UGMA / UTMA accounts are considered the granddaddy of college savings accounts.   Parents were successfully using these accounts to accumulate significant amounts of money for their children’s college before Section 529 plans and Coverdell ESA’s. The UGMA (Uniform Gift to Minor’s Act) and UTMA (Uniform Transfer to Minor’s Act) are nothing more than custodial accounts. A custodial account is used to hold and protect assets for a minor until they reach the age of majority in their state. These accounts are often used to take advantage of the “kiddie tax because the assets are considered the property of the minor. The kiddie tax allows a certain amount of a minor’s income to go untaxed, and an equal amount to be taxed at the child’s tax rate (as opposed to mom and dad’s rate). A custodial account is ideal for a parent or grandparent who isn’t worried about the assets going to the child if unused, wants greater investment options than a Section 529 account, may want to use the money for pre-college education or expenses, is not worried about getting “needs” based financial aid, wants to lower their eventual estate by using their annual gift tax exclusion and wants to lower their taxes on a couple thousand dollars in annual investment income.

UGMA and UTMA

These accounts are extremely flexible aside from the requirement to hand over “control” of any remaining money to a child at 18 or 21. When to spend it on the child, it ’s basically up to the custodian (usually the parent) to determine how to invest the money.
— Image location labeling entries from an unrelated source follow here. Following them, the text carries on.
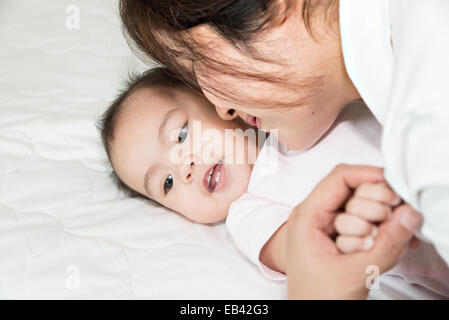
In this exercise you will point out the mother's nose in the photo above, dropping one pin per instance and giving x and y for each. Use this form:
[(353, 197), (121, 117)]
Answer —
[(226, 113)]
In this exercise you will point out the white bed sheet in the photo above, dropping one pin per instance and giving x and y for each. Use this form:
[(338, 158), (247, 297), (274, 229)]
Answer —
[(65, 231)]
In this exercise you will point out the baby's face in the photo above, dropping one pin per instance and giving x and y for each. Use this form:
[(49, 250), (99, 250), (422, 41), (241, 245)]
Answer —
[(159, 151)]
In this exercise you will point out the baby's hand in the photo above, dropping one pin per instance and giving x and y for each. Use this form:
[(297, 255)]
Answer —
[(370, 204)]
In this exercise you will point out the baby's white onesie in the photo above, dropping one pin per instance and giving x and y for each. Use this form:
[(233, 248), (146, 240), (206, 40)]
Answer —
[(281, 179)]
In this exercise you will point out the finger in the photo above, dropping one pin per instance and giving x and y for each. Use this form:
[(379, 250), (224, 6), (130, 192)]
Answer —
[(340, 183), (415, 243), (380, 192), (348, 244), (369, 210), (394, 236), (350, 225)]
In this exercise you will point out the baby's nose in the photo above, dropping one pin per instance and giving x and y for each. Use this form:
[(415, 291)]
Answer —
[(187, 171)]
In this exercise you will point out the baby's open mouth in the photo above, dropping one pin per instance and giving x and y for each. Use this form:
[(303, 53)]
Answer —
[(254, 121), (214, 177)]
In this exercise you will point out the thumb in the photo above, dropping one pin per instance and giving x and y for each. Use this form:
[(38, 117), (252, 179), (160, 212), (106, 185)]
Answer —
[(394, 235)]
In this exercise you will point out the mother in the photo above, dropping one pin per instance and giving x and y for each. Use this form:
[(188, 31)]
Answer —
[(293, 65)]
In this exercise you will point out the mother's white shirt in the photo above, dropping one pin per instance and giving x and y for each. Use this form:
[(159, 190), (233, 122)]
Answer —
[(397, 54)]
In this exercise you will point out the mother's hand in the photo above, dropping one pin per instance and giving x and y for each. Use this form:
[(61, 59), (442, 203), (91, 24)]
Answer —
[(315, 267)]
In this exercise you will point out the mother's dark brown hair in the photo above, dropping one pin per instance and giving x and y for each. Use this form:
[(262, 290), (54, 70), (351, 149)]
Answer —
[(159, 30)]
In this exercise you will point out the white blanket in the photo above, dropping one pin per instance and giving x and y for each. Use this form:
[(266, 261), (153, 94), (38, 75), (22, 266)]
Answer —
[(65, 232)]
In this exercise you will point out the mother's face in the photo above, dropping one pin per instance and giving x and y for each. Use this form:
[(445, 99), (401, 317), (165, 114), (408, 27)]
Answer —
[(302, 110)]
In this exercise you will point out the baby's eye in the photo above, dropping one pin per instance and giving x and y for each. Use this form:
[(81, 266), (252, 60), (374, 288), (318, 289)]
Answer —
[(168, 184), (183, 133)]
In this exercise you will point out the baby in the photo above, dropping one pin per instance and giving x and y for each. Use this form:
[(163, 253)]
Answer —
[(149, 133)]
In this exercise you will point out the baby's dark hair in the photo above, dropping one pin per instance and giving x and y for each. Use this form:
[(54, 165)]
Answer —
[(156, 77)]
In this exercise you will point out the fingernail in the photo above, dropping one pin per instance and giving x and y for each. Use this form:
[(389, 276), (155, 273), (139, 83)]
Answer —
[(411, 221), (375, 232), (368, 244), (397, 201)]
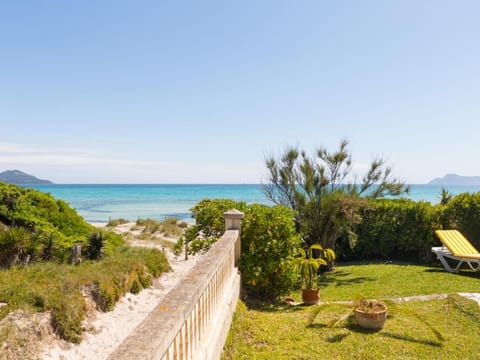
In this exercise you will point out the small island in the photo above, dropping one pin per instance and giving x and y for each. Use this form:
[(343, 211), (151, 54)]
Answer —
[(454, 179), (18, 177)]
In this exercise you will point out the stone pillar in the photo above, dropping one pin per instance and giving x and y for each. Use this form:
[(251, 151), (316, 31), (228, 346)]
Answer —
[(233, 221)]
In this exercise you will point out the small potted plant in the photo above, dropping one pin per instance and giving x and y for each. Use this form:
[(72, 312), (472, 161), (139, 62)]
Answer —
[(307, 266), (370, 314)]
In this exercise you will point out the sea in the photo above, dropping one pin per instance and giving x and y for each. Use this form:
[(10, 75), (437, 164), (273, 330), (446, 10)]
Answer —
[(98, 203)]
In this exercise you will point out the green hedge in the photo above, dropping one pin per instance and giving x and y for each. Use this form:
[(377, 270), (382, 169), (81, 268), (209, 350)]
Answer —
[(53, 226), (269, 242), (268, 237), (394, 230), (404, 230)]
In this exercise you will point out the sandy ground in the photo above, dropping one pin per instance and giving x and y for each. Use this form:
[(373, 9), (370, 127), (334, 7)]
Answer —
[(108, 330)]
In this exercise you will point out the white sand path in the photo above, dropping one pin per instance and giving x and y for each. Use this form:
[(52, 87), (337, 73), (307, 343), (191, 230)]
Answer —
[(109, 330)]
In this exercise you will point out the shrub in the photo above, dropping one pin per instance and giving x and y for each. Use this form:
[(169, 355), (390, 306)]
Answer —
[(462, 212), (269, 242), (397, 229), (208, 215), (67, 317)]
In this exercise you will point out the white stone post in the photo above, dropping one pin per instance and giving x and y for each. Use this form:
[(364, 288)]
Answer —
[(233, 221)]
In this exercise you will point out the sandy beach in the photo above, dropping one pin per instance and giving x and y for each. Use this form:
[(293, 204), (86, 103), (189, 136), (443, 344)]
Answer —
[(105, 331)]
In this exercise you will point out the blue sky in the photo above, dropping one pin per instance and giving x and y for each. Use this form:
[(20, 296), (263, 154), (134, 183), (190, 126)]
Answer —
[(201, 91)]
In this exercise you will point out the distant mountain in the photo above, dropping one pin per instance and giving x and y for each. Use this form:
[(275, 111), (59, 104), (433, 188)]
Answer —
[(454, 179), (19, 177)]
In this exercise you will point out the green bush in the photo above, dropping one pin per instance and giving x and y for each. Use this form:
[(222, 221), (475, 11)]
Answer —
[(394, 230), (462, 212), (208, 214), (269, 242)]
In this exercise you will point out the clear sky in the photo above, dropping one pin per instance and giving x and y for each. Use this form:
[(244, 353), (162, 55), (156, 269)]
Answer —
[(115, 91)]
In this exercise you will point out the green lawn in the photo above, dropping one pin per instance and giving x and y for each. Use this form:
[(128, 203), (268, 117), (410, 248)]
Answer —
[(436, 329)]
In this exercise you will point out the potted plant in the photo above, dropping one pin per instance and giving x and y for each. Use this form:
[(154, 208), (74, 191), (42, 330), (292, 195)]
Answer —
[(307, 266), (370, 314)]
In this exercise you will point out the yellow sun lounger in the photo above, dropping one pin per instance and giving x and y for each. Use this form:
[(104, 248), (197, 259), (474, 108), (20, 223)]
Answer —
[(456, 247)]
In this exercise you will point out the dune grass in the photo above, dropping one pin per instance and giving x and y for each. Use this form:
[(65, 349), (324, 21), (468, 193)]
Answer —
[(61, 288), (434, 329)]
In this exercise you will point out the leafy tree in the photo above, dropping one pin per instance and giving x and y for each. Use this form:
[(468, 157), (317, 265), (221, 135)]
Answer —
[(323, 193)]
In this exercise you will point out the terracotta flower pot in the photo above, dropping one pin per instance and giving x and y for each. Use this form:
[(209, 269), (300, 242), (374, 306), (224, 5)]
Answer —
[(310, 296)]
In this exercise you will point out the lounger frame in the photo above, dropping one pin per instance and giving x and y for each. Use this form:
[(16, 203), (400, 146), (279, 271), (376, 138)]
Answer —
[(443, 253)]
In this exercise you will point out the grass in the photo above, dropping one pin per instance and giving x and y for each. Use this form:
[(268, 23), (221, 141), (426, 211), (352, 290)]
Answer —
[(60, 288), (435, 329)]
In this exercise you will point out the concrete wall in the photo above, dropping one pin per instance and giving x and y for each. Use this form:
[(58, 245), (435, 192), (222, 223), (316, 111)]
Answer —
[(193, 320)]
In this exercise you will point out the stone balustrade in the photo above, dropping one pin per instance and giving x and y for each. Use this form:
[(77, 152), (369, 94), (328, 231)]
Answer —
[(193, 319)]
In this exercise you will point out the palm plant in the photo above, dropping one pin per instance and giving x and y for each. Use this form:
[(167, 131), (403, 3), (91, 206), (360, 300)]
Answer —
[(307, 266), (15, 243)]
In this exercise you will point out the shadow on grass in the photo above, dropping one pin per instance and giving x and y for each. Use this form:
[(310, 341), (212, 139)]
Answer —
[(411, 339), (263, 306), (461, 272)]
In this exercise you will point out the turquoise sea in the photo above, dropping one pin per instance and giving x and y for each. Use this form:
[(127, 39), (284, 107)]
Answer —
[(99, 203)]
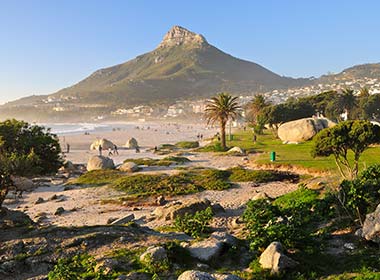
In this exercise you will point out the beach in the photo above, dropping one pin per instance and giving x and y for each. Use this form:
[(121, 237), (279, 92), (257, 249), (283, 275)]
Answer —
[(148, 135)]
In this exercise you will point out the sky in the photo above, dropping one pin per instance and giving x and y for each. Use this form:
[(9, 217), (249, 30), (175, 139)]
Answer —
[(46, 45)]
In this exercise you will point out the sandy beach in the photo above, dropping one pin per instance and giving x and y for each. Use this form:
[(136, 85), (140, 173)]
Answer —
[(148, 135)]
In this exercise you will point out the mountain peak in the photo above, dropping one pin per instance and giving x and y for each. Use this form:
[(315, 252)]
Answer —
[(178, 35)]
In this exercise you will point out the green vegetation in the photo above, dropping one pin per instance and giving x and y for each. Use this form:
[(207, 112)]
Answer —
[(166, 161), (239, 174), (288, 219), (194, 225), (338, 140), (361, 196), (78, 267), (26, 150), (187, 144), (98, 177), (221, 109)]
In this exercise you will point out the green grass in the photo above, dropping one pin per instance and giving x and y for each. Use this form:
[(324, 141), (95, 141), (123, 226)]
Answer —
[(239, 174), (298, 155), (166, 161), (187, 144), (98, 177)]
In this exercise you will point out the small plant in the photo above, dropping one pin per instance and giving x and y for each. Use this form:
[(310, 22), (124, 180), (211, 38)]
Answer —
[(79, 267), (194, 225), (187, 144)]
Use of this account can help (but not guarantee) that $850 of investment income will go untaxed each year, with another $850 being taxed at the child’s tax bracket. The same tax benefit that makes custodial accounts attractive can also make them unattractive.  Excess income is fully taxed at a parent’s marginal tax bracket after the first $1,700 in income potentially being sheltered from taxes. This would not occur in a Section 529 plan or a Coverdell ESA. The account requires a custodian to hand over control of the assets to the child at anywhere from age 18 to 21, depending on the state in addition to this. A strained relationship may present a problem while parents with a good relationship with their child might be able to coerce those assets into being spent on college. Lastly, a custodial account counts heavily against a student’s financial aid application, since it is ultimately considered an asset of the child. Custodial accounts allow typical stock, bond, and mutual fund investments. They are not permitted ownership of higher risk investments like stock options or buying on margin due to their custodial and protective nature. One of the important misconceptions about these accounts is that they guarantee that you will not pay income tax on a certain amount of dividends, interest, and gains. Although simply take advantage of it, the reality is, custodial accounts don’t actually grant this privilege.